Supply and Quality of Data
This section provides guidance on the management and curation of data to ensure that they meet Open Data best practices and the established standards of professional data communities. It is intended for individuals and organizations involved in the production of data, such as government ministries and statistical agencies, but data consumers who want to understand how public data are produced may also find this section useful.

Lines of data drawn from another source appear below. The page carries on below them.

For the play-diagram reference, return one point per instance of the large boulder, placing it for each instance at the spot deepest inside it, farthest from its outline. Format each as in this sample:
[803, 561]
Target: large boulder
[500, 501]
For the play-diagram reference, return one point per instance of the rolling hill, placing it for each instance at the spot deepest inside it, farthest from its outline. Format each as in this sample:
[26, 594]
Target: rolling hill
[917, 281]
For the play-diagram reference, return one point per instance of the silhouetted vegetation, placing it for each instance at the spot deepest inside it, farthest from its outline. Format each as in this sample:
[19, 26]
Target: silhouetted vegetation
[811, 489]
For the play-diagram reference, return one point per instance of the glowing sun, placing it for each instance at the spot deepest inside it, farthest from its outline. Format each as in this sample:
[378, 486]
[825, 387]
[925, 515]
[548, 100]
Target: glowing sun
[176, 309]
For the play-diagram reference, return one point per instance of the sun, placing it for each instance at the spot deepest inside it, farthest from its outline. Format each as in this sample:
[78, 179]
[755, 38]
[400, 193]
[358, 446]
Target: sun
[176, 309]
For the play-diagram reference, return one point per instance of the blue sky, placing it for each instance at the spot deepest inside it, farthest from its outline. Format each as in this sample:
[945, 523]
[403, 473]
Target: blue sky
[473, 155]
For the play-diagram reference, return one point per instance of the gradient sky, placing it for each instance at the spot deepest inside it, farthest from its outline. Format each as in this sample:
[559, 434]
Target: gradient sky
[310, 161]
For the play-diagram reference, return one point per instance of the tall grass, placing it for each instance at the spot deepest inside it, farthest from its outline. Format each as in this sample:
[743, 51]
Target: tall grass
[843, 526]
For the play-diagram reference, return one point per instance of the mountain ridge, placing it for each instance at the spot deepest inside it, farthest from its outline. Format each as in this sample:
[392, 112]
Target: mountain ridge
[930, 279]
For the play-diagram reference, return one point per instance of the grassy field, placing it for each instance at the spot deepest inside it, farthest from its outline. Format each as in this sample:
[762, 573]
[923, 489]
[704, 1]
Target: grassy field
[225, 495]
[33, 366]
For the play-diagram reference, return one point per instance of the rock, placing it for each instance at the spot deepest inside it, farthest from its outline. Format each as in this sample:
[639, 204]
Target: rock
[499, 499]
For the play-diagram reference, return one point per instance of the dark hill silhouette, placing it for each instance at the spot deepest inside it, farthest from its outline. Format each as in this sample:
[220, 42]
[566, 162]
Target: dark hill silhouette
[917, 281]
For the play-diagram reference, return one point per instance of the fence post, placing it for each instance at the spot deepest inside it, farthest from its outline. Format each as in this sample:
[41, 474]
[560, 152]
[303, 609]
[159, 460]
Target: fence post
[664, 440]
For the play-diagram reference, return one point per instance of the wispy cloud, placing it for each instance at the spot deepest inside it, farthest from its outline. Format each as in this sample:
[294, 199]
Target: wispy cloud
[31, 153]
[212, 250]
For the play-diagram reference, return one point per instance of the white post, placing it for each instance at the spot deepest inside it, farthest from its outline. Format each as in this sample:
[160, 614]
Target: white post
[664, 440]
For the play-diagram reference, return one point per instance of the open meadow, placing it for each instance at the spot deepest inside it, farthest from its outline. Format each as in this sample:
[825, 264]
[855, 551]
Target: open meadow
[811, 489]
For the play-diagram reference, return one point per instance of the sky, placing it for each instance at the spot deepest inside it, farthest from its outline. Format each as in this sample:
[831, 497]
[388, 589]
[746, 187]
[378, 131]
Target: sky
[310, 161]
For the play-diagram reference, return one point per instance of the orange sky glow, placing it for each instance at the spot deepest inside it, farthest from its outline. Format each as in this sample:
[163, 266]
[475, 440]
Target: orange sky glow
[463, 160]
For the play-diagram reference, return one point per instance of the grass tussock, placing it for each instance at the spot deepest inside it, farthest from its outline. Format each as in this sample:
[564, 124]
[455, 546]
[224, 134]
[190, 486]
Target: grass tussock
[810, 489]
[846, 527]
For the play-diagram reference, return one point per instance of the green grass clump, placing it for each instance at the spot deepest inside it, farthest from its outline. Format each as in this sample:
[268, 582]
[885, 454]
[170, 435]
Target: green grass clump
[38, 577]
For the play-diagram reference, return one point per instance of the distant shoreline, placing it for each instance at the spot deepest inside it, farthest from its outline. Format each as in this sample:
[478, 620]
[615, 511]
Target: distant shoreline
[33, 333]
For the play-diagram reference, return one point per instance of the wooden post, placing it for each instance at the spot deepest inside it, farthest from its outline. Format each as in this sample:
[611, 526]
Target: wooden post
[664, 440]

While “quality” can be an ambiguous concept, what quality means in the context of data has been well defined for some time. EuroStat’s definition of quality in statistics provides a set of six quality dimensions that originally defined statistical data, but can also be applied to many other types of data:
|Relevance||The degree to which statistics meet current and potential users’ needs|
|Accuracy and Reliability||The degree to which data are free of errors arising from various factors; in the context of statistics, accuracy means the closeness of the estimated value to that of the true (unknown) value in the population|
|Timeliness and Punctuality||How soon the data are published relative to what they measure, and how closely data updates adhere to the intended publication schedule|
|Accessibility and Clarity||The ease with which users can access the data and the degree to which they are explained through metadata|
|Comparability||The degree to which data can be compared across time, regions or other domains|
|Coherence||The degree to which data comport to recognized definitions and methodologies|
A similar set of dimensions, published in the Project Open Data document, can be used to understand quality, specifically in the context of Open Data:
|Public||The degree to which government data are treated with a presumption that favors openness to the extent permitted by law and subject to privacy, confidentiality, security or other valid restrictions|
|Accessible||The degree to which Open Data are made available in convenient, modifiable and open formats that can be retrieved, downloaded, indexed and searched|
|Described||How fully Open Data are described so that consumers of the data have sufficient information to understand their strengths, weaknesses, analytical limitations and security requirements and how to process them|
|Reusable||Whether Open Data are made available under an open license that places no restrictions on their use|
|Complete||Whether Open Data are published in primary forms (i.e., as collected at the source), with the finest possible level of granularity that is practicable and permitted by law and other requirements|
|Timely||How soon Open Data are made available so as to preserve their value|
|Managed Post-Release||Whether a point of contact is designated to assist with data use and respond to complaints about adherence to these Open Data requirements|
While the principles of quality previously described generally apply to all data types, the standards and details by which data are produced and evaluated vary according to each data type. The following sections summarize the standards relevant to each data type.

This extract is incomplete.